Divorced. Colonel Elliott Roosevelt, 33, second son of the President, now with the Army Air Forces in England ; by Mrs. Ruth Googins Roosevelt, 35, after ten years, nine months of marriage, her first, his second; in Fort Worth. Mrs. Roosevelt charged desertion, cruel treatment, was awarded half of their interest in a chain of Texas radio stations and custody of their three children.
Killed in Action. Lieut. Colonel Thomas Hitchcock, 44, internationally famed poloist; in a plane crash; near Salisbury, England.

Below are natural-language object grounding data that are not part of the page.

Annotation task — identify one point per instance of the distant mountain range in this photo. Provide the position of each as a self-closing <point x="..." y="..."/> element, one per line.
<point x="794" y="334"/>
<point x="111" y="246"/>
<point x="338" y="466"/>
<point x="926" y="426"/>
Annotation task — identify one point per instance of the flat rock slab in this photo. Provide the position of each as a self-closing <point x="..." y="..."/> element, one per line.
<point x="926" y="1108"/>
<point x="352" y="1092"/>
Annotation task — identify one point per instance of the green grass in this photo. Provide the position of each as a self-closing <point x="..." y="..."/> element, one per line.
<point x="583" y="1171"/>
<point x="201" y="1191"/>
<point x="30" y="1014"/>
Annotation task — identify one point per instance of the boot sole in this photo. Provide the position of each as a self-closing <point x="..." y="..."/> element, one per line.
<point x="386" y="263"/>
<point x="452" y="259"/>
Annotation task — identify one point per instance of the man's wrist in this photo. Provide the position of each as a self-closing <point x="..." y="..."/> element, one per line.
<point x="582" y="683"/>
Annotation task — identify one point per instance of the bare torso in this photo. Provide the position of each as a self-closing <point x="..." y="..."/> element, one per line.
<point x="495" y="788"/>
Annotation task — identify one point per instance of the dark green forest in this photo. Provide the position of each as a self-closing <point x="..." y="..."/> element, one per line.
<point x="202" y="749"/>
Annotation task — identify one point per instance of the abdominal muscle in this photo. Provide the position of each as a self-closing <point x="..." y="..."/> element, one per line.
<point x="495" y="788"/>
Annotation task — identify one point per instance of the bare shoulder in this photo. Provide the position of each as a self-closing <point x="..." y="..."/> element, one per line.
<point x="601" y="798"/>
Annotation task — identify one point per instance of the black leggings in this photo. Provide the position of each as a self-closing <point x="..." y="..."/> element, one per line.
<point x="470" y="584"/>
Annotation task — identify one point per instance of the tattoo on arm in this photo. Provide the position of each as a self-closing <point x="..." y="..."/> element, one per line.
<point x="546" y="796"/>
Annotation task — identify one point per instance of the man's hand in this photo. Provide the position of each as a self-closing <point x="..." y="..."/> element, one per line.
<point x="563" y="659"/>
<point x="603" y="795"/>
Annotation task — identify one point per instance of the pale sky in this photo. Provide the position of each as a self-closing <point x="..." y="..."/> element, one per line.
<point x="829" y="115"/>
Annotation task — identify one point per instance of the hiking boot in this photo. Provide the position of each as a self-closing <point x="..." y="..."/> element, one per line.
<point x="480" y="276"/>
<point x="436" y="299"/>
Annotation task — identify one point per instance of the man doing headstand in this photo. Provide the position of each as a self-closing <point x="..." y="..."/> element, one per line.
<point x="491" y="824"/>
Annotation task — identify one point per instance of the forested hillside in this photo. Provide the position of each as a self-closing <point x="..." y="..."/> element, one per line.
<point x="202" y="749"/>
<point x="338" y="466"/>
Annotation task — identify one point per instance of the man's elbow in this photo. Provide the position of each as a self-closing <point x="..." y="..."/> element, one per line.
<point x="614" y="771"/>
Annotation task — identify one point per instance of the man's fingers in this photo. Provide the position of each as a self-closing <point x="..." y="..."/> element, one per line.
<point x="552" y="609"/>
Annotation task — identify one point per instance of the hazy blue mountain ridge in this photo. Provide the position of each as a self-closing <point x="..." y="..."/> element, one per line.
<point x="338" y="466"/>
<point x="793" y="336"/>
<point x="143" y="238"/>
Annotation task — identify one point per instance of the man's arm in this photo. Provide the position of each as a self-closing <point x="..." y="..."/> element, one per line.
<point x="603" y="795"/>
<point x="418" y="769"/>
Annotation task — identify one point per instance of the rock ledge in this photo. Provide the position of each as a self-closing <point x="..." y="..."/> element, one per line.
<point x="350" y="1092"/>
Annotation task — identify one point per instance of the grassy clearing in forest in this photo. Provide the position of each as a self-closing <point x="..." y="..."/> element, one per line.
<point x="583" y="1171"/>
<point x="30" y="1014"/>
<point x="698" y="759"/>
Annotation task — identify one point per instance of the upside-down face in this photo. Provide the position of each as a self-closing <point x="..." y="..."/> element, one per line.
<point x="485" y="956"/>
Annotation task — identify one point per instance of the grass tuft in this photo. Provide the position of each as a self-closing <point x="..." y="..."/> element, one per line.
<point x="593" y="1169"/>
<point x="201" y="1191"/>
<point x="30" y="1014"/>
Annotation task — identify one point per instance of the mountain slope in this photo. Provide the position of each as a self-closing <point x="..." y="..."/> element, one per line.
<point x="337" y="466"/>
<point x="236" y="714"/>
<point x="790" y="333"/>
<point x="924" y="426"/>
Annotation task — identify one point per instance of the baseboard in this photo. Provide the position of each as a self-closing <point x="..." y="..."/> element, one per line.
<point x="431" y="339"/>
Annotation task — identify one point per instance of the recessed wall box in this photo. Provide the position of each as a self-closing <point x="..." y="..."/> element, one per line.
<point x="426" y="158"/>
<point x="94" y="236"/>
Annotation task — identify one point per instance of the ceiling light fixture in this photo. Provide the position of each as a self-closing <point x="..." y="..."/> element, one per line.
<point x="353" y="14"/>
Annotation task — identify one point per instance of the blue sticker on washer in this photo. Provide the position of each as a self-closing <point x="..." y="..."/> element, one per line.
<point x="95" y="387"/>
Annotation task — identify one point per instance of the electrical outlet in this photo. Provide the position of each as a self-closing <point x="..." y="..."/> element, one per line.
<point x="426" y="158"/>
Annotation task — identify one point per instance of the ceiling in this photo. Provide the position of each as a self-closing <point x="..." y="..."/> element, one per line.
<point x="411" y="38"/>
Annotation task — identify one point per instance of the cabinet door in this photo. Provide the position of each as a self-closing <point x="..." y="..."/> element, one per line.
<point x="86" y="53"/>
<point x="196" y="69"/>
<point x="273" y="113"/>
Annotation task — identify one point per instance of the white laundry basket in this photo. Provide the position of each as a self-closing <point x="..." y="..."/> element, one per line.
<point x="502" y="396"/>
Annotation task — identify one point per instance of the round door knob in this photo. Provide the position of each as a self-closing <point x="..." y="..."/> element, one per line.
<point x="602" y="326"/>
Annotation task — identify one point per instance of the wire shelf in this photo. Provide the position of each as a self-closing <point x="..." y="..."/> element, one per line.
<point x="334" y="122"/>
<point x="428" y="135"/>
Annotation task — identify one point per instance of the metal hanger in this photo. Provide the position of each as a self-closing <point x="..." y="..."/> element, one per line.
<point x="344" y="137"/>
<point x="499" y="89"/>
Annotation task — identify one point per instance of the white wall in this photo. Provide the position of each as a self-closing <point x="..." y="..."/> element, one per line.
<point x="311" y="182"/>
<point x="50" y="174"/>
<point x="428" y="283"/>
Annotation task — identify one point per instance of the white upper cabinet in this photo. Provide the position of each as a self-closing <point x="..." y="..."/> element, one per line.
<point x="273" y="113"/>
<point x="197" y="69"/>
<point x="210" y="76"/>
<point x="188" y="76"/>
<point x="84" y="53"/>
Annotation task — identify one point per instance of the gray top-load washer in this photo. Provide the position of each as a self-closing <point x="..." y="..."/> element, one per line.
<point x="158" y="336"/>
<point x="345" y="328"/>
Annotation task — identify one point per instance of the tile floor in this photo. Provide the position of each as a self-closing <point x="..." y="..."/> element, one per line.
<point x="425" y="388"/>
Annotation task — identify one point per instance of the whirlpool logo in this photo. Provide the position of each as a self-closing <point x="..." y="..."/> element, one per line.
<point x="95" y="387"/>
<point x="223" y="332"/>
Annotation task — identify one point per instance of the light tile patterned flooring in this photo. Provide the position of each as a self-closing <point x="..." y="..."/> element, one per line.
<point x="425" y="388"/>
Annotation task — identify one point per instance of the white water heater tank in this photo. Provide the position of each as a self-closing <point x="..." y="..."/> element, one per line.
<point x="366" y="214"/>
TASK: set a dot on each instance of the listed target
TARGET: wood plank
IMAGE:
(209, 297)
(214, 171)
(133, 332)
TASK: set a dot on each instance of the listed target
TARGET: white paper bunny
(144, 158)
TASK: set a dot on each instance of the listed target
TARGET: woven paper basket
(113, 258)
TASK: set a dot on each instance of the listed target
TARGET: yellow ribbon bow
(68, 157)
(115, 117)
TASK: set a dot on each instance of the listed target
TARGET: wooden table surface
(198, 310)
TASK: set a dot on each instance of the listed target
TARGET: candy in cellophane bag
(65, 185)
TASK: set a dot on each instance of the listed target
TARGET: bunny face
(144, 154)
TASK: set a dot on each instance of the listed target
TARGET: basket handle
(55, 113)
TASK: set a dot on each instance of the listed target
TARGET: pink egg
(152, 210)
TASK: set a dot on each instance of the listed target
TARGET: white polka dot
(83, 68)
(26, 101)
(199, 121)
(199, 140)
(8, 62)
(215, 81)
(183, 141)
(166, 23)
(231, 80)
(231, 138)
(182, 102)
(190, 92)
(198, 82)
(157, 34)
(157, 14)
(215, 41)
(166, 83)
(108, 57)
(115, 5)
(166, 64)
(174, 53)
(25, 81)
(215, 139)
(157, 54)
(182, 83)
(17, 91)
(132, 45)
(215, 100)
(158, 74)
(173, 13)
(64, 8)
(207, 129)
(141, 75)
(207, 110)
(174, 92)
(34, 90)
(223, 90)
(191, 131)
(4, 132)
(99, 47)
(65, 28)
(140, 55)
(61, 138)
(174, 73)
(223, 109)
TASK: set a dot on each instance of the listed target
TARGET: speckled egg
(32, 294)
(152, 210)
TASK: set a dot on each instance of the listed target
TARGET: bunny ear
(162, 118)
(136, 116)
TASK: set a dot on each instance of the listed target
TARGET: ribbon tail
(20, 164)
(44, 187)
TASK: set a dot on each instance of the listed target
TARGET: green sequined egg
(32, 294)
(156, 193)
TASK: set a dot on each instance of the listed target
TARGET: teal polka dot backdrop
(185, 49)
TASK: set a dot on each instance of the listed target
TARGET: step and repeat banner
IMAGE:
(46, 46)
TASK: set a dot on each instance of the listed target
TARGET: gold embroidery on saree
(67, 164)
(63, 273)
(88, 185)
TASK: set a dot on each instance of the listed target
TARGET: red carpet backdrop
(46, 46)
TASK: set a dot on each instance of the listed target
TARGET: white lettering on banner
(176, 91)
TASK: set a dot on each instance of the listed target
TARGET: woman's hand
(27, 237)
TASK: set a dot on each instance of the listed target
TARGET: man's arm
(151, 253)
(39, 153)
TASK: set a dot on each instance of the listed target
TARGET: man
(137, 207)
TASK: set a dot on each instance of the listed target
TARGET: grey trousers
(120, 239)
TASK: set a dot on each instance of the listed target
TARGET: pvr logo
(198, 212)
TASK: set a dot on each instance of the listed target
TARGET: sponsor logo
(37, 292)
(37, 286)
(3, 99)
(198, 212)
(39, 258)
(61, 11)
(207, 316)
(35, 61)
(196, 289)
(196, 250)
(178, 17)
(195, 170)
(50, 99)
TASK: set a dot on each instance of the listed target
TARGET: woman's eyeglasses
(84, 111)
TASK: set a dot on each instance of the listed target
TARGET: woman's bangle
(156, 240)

Reported Dead. Adolf Wagner, 54, former Gauleiter of Bavaria, longtime crony and "other voice" of Adolf Hitler; in Munich. One-legged Wagner marched in the 1923 beer-hall Putsch, at Nuernberg party congresses delivered Hitler's proclamations in the blustering manner of his chief.
Died. Hans Lachmann-Mosse, 59, former publisher of the late, great Berliner Tageblatt, No. 1 liberal German newspaper, confiscated by the Nazis in 1933; after long illness; in Oakland, Calif. Forced by the Gestapo to flee Germany after relinquishing his publishing business, he settled in France, fled again when France was invaded.
Died. Frederic J. Haskin, 71, dean of question& -answer columnists (over 100 newspapers carried his column); of cirrhosis of the liver; in Washington. He started answering questions 28 years ago, boasted that he could cope with anything answerable.
Died. Edmund Schulthess, 76, four-times President of Switzerland between 1917 and 1933; after long illness; in Bern.
Died. Henry Snell, 1st Baron of Plumstead, 79, the House of Lords's capable Government spokesman; in London. Son of a farm laborer, he started work as a potboy, rose to the London County Council, Parliament, the peerage. Onetime Fabian Socialist, he plumped vigorously for marital reforms, himself remained a bachelor. He chose his title, Plumstead, from part of a London working-class district which first sent him to Parliament.
Died. William Henry Cardinal O'Connell, 84, longtime Archbishop of Boston; of pneumonia; in Boston.